At the drop of an apron he hops a plane to Japan to taste Wagyu, the hand-massaged beef, or to Palermo to scale Mount Etna to uncover the origins of ice cream. The love of choucroute takes him to Alsace, the scent of truffles to the Piedmont, the sizzle of ribs on the grill to Memphis to judge a barbecue contest, and both the unassuming and the haute cuisines of Paris demand his frequent assessment.

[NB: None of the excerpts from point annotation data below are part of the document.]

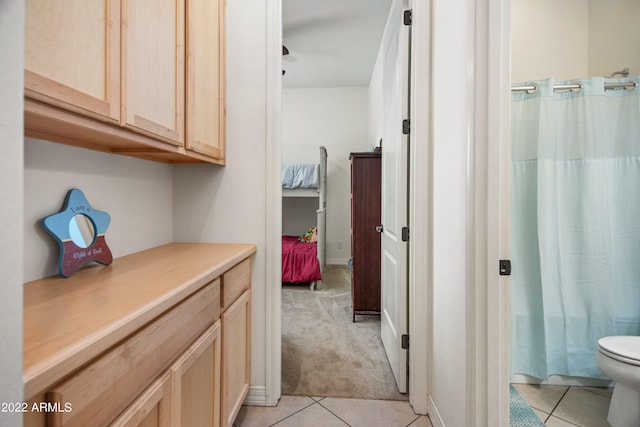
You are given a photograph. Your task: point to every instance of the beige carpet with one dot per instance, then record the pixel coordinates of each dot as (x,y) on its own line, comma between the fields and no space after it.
(323,352)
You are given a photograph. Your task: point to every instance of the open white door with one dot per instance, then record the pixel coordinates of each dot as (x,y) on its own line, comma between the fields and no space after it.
(395,149)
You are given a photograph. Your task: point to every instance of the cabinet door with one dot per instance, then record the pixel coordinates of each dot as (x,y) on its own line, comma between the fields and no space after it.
(72,55)
(153,68)
(195,379)
(206,77)
(236,357)
(151,409)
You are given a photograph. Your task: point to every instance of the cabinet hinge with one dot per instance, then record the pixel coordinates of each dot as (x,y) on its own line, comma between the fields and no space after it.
(405,342)
(407,16)
(505,267)
(406,126)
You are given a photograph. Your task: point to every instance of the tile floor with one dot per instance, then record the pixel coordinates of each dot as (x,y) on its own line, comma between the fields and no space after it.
(556,406)
(568,406)
(299,411)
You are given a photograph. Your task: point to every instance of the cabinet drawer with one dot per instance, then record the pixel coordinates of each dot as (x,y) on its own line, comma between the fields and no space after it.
(234,282)
(106,386)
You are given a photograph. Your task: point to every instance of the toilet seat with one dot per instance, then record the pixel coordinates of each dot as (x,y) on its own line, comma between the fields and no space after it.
(625,349)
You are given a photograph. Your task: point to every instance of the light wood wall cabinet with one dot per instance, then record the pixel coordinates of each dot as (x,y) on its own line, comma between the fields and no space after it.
(146,341)
(206,74)
(135,77)
(153,68)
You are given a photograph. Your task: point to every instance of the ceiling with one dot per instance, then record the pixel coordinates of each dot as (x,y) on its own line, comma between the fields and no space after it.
(332,43)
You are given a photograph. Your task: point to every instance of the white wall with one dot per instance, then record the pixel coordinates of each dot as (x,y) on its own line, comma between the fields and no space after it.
(453,38)
(574,38)
(614,36)
(336,118)
(549,39)
(137,194)
(376,106)
(227,204)
(11,250)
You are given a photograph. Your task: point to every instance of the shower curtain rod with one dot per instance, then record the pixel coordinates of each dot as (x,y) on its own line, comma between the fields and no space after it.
(577,86)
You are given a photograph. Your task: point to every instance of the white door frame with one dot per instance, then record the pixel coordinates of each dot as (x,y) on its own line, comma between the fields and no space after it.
(488,340)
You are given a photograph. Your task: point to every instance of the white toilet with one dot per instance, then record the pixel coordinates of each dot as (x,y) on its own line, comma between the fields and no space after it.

Inevitably these pleasurable pursuits take their toll. So we endure with him a week at a fat farm and commiserate over low-fat products and dreary diet cookbooks to bring down the scales. But salvation is at hand when the French Paradox (how can they eat so richly and live so long?) is unearthed, and a "miraculous" new fat substitute, Olestra, is unveiled, allowing a plump gourmand to have his fill of fat without getting fatter.

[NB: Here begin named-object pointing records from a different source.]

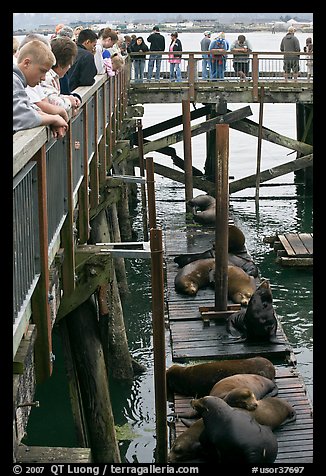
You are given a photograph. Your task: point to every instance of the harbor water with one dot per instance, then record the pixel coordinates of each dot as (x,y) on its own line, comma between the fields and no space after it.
(282,208)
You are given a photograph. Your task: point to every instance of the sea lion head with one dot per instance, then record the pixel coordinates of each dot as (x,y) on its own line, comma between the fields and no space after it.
(241,397)
(191,288)
(242,298)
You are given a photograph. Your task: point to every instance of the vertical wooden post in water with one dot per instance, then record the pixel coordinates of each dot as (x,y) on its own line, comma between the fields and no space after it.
(150,192)
(159,344)
(186,120)
(142,174)
(260,134)
(222,216)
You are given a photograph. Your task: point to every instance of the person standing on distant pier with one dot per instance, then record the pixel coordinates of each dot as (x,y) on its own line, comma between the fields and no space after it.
(241,61)
(291,61)
(175,58)
(83,71)
(204,46)
(34,60)
(157,43)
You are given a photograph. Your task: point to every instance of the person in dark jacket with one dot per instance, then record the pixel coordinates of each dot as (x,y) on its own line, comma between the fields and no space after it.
(291,61)
(175,58)
(139,46)
(83,71)
(157,43)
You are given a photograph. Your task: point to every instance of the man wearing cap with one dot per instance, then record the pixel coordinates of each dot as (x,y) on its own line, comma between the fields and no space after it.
(218,48)
(157,43)
(204,46)
(290,43)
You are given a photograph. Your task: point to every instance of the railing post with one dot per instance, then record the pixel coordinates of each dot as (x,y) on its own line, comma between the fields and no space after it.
(255,76)
(191,76)
(150,192)
(40,299)
(186,119)
(142,174)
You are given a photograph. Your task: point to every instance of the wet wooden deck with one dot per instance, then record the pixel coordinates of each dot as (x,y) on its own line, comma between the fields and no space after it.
(295,440)
(192,341)
(293,249)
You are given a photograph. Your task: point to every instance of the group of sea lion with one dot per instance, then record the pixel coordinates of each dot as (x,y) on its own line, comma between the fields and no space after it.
(237,412)
(256,322)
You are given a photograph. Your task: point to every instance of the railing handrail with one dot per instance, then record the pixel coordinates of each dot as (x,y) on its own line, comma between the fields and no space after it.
(272,53)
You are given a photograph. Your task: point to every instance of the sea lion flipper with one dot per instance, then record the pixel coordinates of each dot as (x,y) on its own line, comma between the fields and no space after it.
(234,340)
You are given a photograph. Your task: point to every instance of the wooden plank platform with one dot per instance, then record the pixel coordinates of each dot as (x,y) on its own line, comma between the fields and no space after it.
(293,249)
(192,341)
(295,440)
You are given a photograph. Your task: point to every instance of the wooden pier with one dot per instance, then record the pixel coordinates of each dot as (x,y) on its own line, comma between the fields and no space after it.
(192,341)
(293,249)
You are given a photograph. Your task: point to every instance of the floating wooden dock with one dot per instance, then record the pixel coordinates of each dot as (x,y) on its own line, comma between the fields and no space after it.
(192,341)
(293,249)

Here is the man who ate everything and lived to tell about it. And we, his readers, are hereby invited to the feast in this delightful book.
PUBLISHERS WEEKLY
This book ministers to readers who, over the past eight years, have missed former lawyer Steingarten's informative yet hilarious food columns in Vogue. Starting with a piece on fighting his own food phobias so as to qualify as an omnivore for the magazine job, he reads the scientific literature on human food selection and manages to expunge his repulsions by eating "at least one food that I detested" every day for six months. He applies a similar modus operandi to other food problems--collect expert opinion and do one's own experiments--and reports his findings on, among other things, the cheapest survival diet ( a day), the fat substitute Olestra ("the first nearly successful virtual pleasure") and the best recipes for ribs, fruitcake, choucroute, turkey, French fries and pie-crust, to name a few. Above all, in these reprinted articles, the author emphasizes the advantages of eating well-prepared, healthy food, noting that France, with its delicious albeit high-fat diet, has the world's second-lowest (after Japan) rate of death by heart attack. Besides its sensible advice and some intriguing recipes, this book serves up generous helpings of laughter.